In Empire’s comprehensive piece on the making of “The Dark Knight Trilogy,” one section about the production of “Batman Begins” pointed out an interesting detail regarding Nolan’s stance on a second unit. The director seemed incredulous at the thought of handing the reigns over to someone else for a film primarily centered around action: “Why would I want to direct an action film where I hire another director to direct the action?”

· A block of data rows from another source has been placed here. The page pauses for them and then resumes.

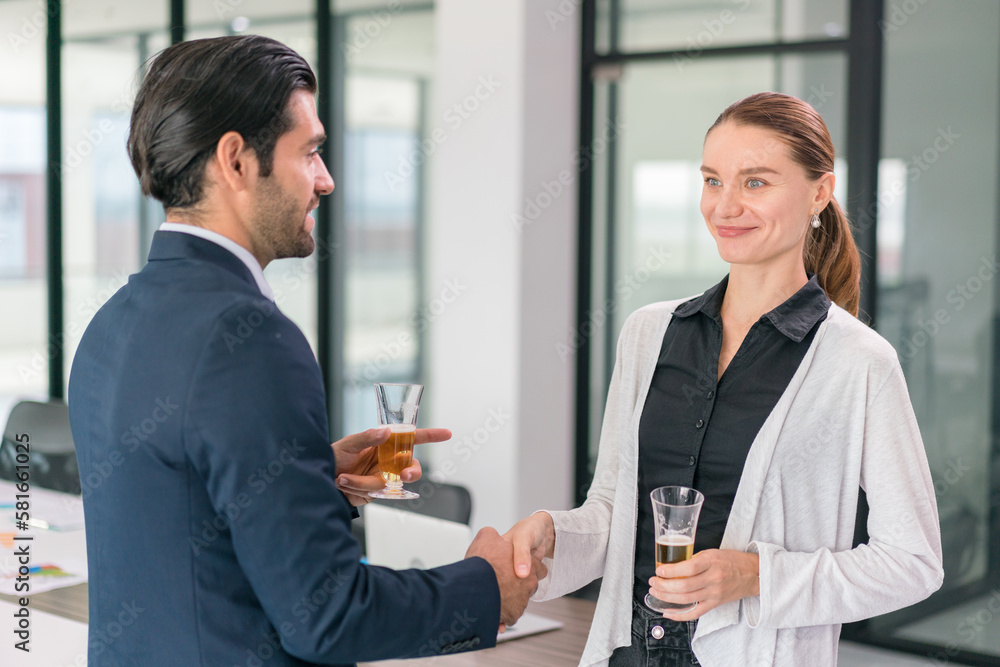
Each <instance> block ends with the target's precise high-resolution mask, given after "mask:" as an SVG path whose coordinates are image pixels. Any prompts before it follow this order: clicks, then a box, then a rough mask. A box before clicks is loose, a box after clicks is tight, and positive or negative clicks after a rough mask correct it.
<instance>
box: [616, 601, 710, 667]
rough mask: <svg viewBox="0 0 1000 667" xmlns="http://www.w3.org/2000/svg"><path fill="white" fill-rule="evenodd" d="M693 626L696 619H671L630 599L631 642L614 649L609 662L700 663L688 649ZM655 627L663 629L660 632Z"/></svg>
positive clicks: (651, 663) (617, 663)
mask: <svg viewBox="0 0 1000 667" xmlns="http://www.w3.org/2000/svg"><path fill="white" fill-rule="evenodd" d="M696 626H697V621H686V622H683V623H679V622H677V621H671V620H668V619H666V618H663V617H662V616H660V615H659V614H657V613H656V612H653V611H651V610H649V609H647V608H646V606H645V605H643V604H640V603H638V602H636V601H635V600H632V645H631V646H621V647H619V648H617V649H615V652H614V653H612V654H611V660H610V662H609V663H608V665H609V667H697V666H698V665H699V664H700V663H699V662H698V659H697V658H695V657H694V653H693V652H692V651H691V638H692V637H694V629H695V627H696ZM656 628H660V629H662V633H661V632H660V630H657V629H656ZM657 635H659V638H657Z"/></svg>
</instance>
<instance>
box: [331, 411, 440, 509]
mask: <svg viewBox="0 0 1000 667" xmlns="http://www.w3.org/2000/svg"><path fill="white" fill-rule="evenodd" d="M450 438H451V431H449V430H448V429H446V428H418V429H417V432H416V434H415V435H414V444H416V445H421V444H425V443H428V442H443V441H445V440H448V439H450ZM388 439H389V429H387V428H385V427H381V428H370V429H368V430H367V431H363V432H361V433H355V434H354V435H349V436H347V437H346V438H343V439H342V440H338V441H337V442H335V443H333V445H331V446H332V447H333V455H334V459H335V460H336V463H337V488H338V489H340V490H341V491H342V492H343V493H344V495H345V496H347V499H348V500H349V501H350V503H351V504H352V505H354V506H355V507H357V506H358V505H364V504H367V503H369V502H371V498H370V497H368V492H369V491H376V490H378V489H381V488H384V487H385V480H383V479H382V476H381V475H380V474H379V471H378V446H379V445H381V444H382V443H383V442H385V441H386V440H388ZM421 474H422V471H421V468H420V462H419V461H417V459H416V458H414V459H413V465H411V466H410V467H408V468H404V469H403V474H402V475H401V477H402V478H403V481H404V482H416V481H417V480H418V479H420V475H421Z"/></svg>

“Batman Begins” wasn’t the first nor last time Nolan would refuse to have a second unit director. Everything that needed to be filmed would be done under his watch — no matter what purpose it served in the context of the film, it was Nolan who would oversee every aspect of production. Even later on in the director’s career, in a 2012 interview with the Directors Guild of America, Nolan was asked why he doesn’t use a second unit:
“Let me put it this way: If I don’t need to be directing the shots that go in the movie, why do I need to be there at all? The screen is the same size for every shot. The little shot of, say, a watch on someone’s wrist will occupy the same screen size as the shot of a thousand people running down the street. Everything is equally weighted and needs to be considered with equal care; I really do believe that.”
“Batman Begins” is the perfect example of the “equal care” that Nolan puts into every scene of one of his films. Look no further than the big chase scene in the film involving the tumbler.